Around 400 items that were believed to have been hidden by their Jewish owners during World War II were recently discovered during a house and yard renovation in Lodz, Poland, the Associated Press reported this week.
“Those residents who buried these items did so most likely thinking that they would one day return for them, that they would be able to retrieve them,” Lodz Deputy Mayor Adam Pustelnik said. “Most likely, these people lost their lives [in the Holocaust]. Such stories are truly rare and precious and also are a great lesson for us all.”

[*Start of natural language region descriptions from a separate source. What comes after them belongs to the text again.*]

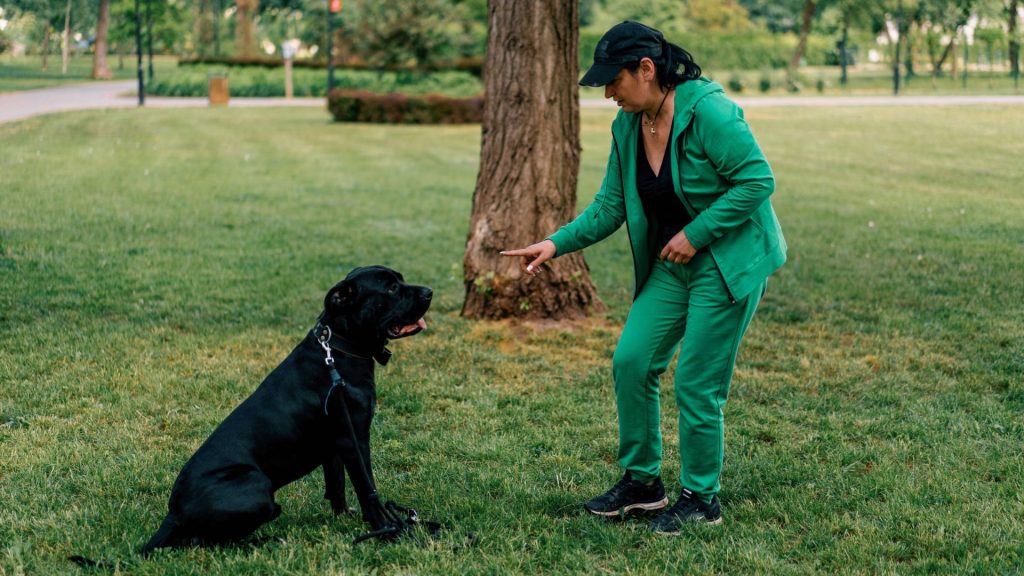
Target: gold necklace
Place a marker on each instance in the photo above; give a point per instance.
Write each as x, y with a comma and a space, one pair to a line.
652, 120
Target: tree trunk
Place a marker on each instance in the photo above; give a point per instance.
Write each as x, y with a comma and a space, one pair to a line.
244, 38
203, 27
529, 159
844, 47
1015, 44
46, 47
99, 68
66, 47
937, 68
805, 30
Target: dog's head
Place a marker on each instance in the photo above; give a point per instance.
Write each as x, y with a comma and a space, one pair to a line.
374, 304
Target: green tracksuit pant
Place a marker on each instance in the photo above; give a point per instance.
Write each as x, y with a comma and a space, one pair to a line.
689, 302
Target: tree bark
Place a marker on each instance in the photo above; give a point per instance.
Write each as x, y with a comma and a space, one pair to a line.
99, 68
805, 30
529, 160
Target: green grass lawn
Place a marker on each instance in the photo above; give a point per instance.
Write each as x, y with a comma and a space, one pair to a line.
27, 73
155, 266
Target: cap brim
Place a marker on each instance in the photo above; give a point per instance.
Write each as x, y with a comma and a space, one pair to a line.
600, 75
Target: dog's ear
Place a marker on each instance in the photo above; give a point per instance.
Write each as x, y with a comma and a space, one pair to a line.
340, 297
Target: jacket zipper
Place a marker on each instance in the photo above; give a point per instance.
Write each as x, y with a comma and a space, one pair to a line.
693, 212
629, 232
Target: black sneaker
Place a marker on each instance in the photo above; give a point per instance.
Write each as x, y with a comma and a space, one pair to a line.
629, 496
687, 508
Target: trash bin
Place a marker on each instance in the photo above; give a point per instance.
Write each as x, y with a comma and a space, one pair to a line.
218, 88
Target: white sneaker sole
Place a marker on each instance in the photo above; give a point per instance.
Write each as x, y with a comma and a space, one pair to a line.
634, 508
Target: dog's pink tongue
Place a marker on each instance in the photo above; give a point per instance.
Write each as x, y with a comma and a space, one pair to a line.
420, 325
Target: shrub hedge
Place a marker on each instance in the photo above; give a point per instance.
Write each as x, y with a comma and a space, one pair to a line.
472, 66
361, 106
256, 81
721, 51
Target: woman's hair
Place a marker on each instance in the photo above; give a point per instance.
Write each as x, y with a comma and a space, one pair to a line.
675, 66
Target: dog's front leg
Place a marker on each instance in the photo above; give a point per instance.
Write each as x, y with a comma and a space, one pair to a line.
334, 484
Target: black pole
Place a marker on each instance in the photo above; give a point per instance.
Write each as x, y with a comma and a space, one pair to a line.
148, 35
843, 49
967, 49
138, 52
216, 28
899, 39
330, 49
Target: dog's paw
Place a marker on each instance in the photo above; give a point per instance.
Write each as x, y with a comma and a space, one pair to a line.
342, 508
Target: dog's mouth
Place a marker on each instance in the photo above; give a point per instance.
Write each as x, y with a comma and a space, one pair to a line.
408, 330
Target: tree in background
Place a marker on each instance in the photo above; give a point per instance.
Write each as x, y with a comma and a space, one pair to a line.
400, 33
1013, 14
807, 14
776, 15
99, 68
718, 15
529, 160
245, 27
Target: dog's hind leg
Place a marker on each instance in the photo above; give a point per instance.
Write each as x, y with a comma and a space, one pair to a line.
233, 509
334, 485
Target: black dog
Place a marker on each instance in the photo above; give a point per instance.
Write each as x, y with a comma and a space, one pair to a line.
295, 422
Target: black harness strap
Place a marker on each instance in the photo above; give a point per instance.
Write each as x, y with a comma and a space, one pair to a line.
398, 520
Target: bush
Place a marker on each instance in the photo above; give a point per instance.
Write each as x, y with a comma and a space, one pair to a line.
472, 66
738, 50
251, 81
361, 106
735, 83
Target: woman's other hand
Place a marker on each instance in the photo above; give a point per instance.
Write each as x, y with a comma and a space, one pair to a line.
532, 256
678, 249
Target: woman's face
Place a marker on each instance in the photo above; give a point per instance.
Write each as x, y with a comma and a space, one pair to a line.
630, 89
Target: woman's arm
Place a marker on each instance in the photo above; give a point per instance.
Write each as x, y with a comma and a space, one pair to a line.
730, 146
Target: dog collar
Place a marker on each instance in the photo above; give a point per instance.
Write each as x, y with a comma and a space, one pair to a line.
324, 333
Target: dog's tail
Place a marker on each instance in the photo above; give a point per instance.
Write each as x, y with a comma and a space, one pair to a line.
96, 564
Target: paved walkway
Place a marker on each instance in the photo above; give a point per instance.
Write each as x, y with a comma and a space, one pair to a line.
17, 106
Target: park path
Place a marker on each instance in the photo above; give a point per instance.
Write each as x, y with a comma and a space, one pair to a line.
18, 106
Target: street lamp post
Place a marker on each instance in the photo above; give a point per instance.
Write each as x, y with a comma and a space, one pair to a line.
138, 52
333, 7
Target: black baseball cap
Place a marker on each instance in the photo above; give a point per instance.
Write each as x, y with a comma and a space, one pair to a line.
625, 44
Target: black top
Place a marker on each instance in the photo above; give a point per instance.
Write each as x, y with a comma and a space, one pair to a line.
660, 204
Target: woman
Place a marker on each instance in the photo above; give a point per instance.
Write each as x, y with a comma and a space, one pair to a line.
687, 177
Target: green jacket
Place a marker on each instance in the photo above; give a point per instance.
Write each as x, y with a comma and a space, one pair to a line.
722, 178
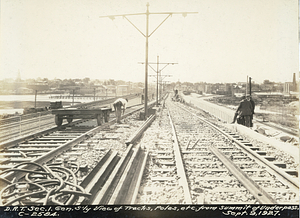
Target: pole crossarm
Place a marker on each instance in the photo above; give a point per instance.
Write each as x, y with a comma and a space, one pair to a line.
146, 35
112, 17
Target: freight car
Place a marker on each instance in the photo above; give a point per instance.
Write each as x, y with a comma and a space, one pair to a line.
101, 114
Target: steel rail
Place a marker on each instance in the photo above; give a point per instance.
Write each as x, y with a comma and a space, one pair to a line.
258, 192
64, 147
179, 165
283, 175
131, 177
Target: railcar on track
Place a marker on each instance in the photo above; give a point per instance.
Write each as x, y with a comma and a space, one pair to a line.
101, 114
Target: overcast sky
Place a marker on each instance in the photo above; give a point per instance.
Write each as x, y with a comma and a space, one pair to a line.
226, 41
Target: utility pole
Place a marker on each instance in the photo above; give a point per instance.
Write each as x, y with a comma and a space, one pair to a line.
147, 35
158, 74
250, 86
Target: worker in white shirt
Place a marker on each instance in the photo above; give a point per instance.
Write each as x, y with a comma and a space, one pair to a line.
119, 106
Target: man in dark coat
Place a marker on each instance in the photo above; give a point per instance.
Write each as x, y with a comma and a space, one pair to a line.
253, 106
244, 111
120, 106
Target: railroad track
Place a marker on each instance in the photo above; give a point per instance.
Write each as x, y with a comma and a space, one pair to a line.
20, 126
60, 166
181, 157
214, 166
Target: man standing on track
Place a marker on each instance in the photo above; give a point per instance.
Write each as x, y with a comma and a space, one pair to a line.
245, 110
119, 106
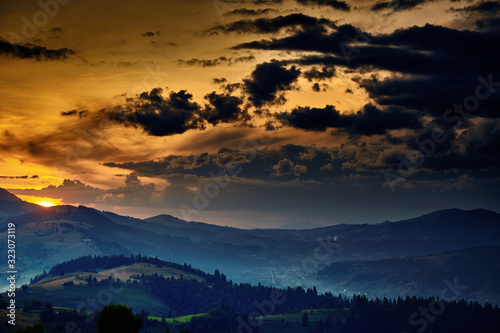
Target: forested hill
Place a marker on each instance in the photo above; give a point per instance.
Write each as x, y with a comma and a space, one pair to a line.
275, 309
92, 264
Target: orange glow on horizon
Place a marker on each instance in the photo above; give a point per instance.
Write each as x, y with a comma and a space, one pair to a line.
41, 201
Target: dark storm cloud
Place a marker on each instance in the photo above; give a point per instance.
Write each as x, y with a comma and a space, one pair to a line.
286, 167
440, 66
216, 62
249, 12
223, 109
69, 113
313, 39
289, 162
176, 113
267, 2
151, 34
484, 7
336, 4
267, 80
368, 121
20, 177
316, 74
159, 116
34, 52
398, 5
270, 25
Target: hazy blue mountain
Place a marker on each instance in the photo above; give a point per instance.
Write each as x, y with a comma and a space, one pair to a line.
47, 236
300, 225
10, 205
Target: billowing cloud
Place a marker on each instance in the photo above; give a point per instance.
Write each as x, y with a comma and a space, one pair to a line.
250, 12
398, 5
270, 25
369, 121
316, 74
286, 167
34, 52
267, 80
336, 4
216, 62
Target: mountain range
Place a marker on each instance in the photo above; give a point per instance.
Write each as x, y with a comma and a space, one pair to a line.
322, 256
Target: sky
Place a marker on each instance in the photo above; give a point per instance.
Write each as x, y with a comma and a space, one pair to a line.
252, 113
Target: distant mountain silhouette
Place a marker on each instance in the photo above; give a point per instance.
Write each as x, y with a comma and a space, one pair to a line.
300, 225
10, 205
7, 196
47, 236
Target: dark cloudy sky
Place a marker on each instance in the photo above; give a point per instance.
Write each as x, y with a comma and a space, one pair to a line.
252, 113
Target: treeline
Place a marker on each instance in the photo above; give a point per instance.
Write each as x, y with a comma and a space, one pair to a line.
191, 296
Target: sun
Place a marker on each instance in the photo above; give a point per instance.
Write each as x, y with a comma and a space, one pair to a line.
46, 204
41, 201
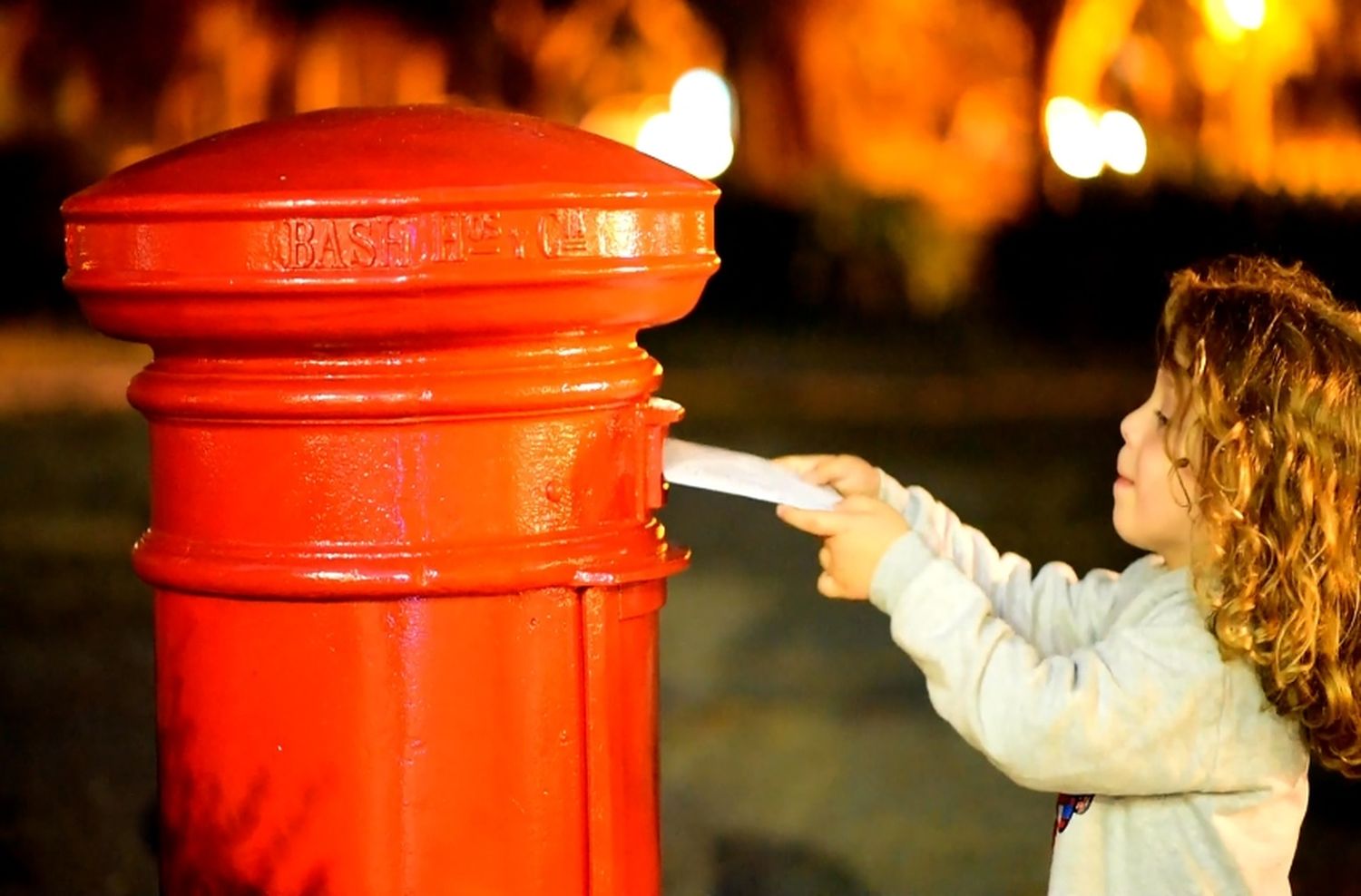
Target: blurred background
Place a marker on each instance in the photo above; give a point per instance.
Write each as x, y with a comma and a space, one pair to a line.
946, 230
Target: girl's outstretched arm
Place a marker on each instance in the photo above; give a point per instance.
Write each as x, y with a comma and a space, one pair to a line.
1132, 714
1053, 608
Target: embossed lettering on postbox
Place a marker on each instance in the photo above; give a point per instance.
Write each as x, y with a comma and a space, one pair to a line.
411, 241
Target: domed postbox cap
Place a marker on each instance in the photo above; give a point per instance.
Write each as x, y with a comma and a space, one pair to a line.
359, 223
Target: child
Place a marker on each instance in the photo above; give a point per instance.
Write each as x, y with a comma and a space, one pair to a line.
1172, 706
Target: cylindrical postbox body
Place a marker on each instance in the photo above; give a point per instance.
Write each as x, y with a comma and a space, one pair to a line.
405, 457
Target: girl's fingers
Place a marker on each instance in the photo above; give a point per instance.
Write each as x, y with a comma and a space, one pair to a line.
799, 463
816, 522
827, 586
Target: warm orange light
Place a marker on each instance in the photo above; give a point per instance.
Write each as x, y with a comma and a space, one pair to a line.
694, 133
1247, 14
1074, 138
1229, 19
1123, 143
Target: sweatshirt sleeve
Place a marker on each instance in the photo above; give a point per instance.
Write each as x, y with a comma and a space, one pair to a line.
1053, 608
1132, 714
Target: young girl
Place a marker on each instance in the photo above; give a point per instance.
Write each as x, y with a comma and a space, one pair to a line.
1172, 706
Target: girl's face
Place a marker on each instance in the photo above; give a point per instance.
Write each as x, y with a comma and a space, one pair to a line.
1154, 493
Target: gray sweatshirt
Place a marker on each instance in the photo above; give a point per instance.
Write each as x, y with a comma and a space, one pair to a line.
1173, 774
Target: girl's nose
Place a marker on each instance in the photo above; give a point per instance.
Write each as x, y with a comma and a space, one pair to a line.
1126, 427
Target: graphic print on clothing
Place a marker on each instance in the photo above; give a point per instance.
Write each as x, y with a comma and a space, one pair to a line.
1069, 806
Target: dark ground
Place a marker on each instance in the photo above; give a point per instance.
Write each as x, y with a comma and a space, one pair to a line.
799, 754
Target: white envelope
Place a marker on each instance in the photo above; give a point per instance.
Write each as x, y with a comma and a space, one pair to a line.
739, 473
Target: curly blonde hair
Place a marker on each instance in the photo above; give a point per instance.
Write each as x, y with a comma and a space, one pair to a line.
1268, 365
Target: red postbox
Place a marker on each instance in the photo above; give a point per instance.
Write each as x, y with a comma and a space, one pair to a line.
405, 463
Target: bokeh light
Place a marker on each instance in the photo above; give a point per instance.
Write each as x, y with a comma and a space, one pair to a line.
696, 132
1074, 138
1123, 143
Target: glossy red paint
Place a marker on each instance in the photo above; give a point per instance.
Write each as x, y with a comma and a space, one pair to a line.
405, 463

The objects found in December — including menorahs, tableware, glass containers for cosmetics and other daily use items — were hidden in a wooden box and wrapped in newspapers, said Warbud construction company building inspector Krzysztof Hejmanowski, whose team discovered the items. Two of the uncovered menorahs were lit on Dec. 22 during Hanukkah in a celebration organized by the city’s Jewish community, the AP noted.
The trove of items were found just outside what was once the Litzmannstadt Ghetto, which was established by the Nazis in February 1940. Until its liquidation in the summer of 1944, the ghetto held nearly 200,000 Jews, most of whom died in the ghetto or were deported to the Auschwitz-Birkenau concentration camp, according to the US Holocaust Memorial Museum.
Małgorzata Loeffler, a Municipal Investment Administration official, said the discovered items and their past evoke “emotion and deep thought about the fact that we are not alone, that we leave something behind.”
The recovered objects will be given to Lodz’s Museum of Archeology and Ethnography, according to officials.